While the capacity of MSCs to form the cardiac lineage has been well documented, Koninckx and colleagues argue that the markers of cardiac differentiation in bone marrow transdifferentiated cells fail to show a mature phenotype, suggesting that terminal differentiation is incomplete [10]. A similar observation was made by Acquistapace and colleagues with MSCs when nanotube formation was inhibited, suggesting that transdifferentiation in particular, and not reprogramming to a progenitor state, is incomplete [22]. Thus, Koninckx concludes that while transdifferentiation might occur, paracrine effects probably play a more important role. The basis for this conclusion is that immature CMs produced from MSC transdifferentiation would likely not have an appreciable impact on cardiac function, while cytokines released from the stem cells may have a beneficial effect on the mature cardiomyocytes already present in the tissue. Recent findings that bone marrow derived MSCs expressed cardiogenic mRNA and protein but rarely differentiated into fully functional myocytes, even in the presence of cardiogenic media or direct cell-cell contact with cardiomyocytes, is further evidence that transdifferentiation may not be a predominant mechanism of MSC-mediated cardiac repair

Paracrine Factors

The importance of paracrine factors in MSC-mediated cardiac repair may be inferred from the outcomes of related clinical trials. For instance, while the BOOST trial did find a beneficial increase in left ventricular systolic and diastolic function following autologous BMMNC transplantation, the effect was only evident for six months [15] – at eighteen month and five year follow-ups the beneficial effect was no longer significant [1618]. The factors responsible for this transient effect are not known, but it is possible MSCs may have undergone apoptosis over the course of the study, reducing their efficacy either directly or through the loss of associated paracrine signaling. A similar effect was seen in rat studies where the control group displayed a catch-up phenomenon and no significant effect of MSC transplantation was seen after 6 months – despite some MSCs still being detectable in the graft at this time [19]. Since large animal studies demonstrate that MSCs can engraft in the heart [8], a transient benefit may also reflect the release of paracrine factors from undifferentiated stem cells that decrease in concentration as the stem cells differentiate or become quiescent. Thus, if this is the case, an understanding of the impact of the microenvironment on preservation of MSC stemness will be critical to translating MSC-based therapies to the clinic for sustained functional enhancement.
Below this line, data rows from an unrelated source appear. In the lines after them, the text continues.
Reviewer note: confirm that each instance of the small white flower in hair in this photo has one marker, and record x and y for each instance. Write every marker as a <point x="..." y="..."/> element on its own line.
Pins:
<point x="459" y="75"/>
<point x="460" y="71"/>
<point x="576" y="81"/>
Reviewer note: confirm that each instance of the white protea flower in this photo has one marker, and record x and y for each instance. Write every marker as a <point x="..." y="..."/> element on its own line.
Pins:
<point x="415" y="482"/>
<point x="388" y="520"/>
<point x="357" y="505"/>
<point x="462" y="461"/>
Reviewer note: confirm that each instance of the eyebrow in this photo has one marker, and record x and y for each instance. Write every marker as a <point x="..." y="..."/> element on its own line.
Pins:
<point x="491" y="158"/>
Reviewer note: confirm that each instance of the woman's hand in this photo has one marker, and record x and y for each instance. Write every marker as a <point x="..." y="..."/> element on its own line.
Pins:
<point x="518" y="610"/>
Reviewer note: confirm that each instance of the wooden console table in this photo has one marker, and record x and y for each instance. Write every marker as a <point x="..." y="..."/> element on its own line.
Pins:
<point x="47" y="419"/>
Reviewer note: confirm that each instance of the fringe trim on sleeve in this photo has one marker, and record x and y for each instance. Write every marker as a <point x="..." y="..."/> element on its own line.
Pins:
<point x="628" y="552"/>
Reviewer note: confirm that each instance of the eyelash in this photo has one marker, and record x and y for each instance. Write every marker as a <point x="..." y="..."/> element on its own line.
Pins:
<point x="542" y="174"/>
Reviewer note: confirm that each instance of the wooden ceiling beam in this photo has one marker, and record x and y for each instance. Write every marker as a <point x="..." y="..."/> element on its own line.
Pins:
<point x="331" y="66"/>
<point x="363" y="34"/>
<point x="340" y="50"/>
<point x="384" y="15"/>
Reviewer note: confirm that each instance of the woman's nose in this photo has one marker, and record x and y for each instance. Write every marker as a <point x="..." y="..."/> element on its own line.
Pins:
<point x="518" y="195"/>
Molecular studies of MSC-CM interaction have identified several key pathways that may be responsible for the presumptive paracrine effect. Sassoli and colleagues found that neonatal cardiomyocytes exhibited increased proliferation when cultured with MSCs, and they also up regulated Notch-1 [38], an important receptor in the activation of cardiac progenitor cells [39]. Interestingly, levels of Notch-1 on the cardiomyocytes increased during initial dedifferentiation from 0–24 hours and then sharply decreased, suggesting the cardiomyocytes rapidly return to a more mature phenotype. The level of intracellular domain Notch-1 (Notch-ICD) in the cytoplasm of cardiomyocytes was also significantly increased, particularly in CMs closely associated with MSCs, which coincided with increased levels of Jagged on the MSCs, implicating Jagged-Notch-1 interaction between MSCs and CMs as being responsible for the increase in Notch signaling. This is an important finding since it suggests that either reactivation of a latent cardiac progenitor population, or reprogramming of adult cells to an immature state may be a product of Notch signaling. When Jagged-1 expression was silenced in the MSCs, the expression of Notch-ICD in the CMs was also significantly decreased, supporting the concept that Notch signaling is activated between MSCs and CMs. However, the silencing experiments revealed that levels of Notch-ICD did not return to baseline, suggesting other signaling pathways may also impact the MSC-CM interaction. This interpretation was further supported by the observation that MSC conditioned media contains many cardiotropic cytokines and growth factors such as VEGF and FGF [38].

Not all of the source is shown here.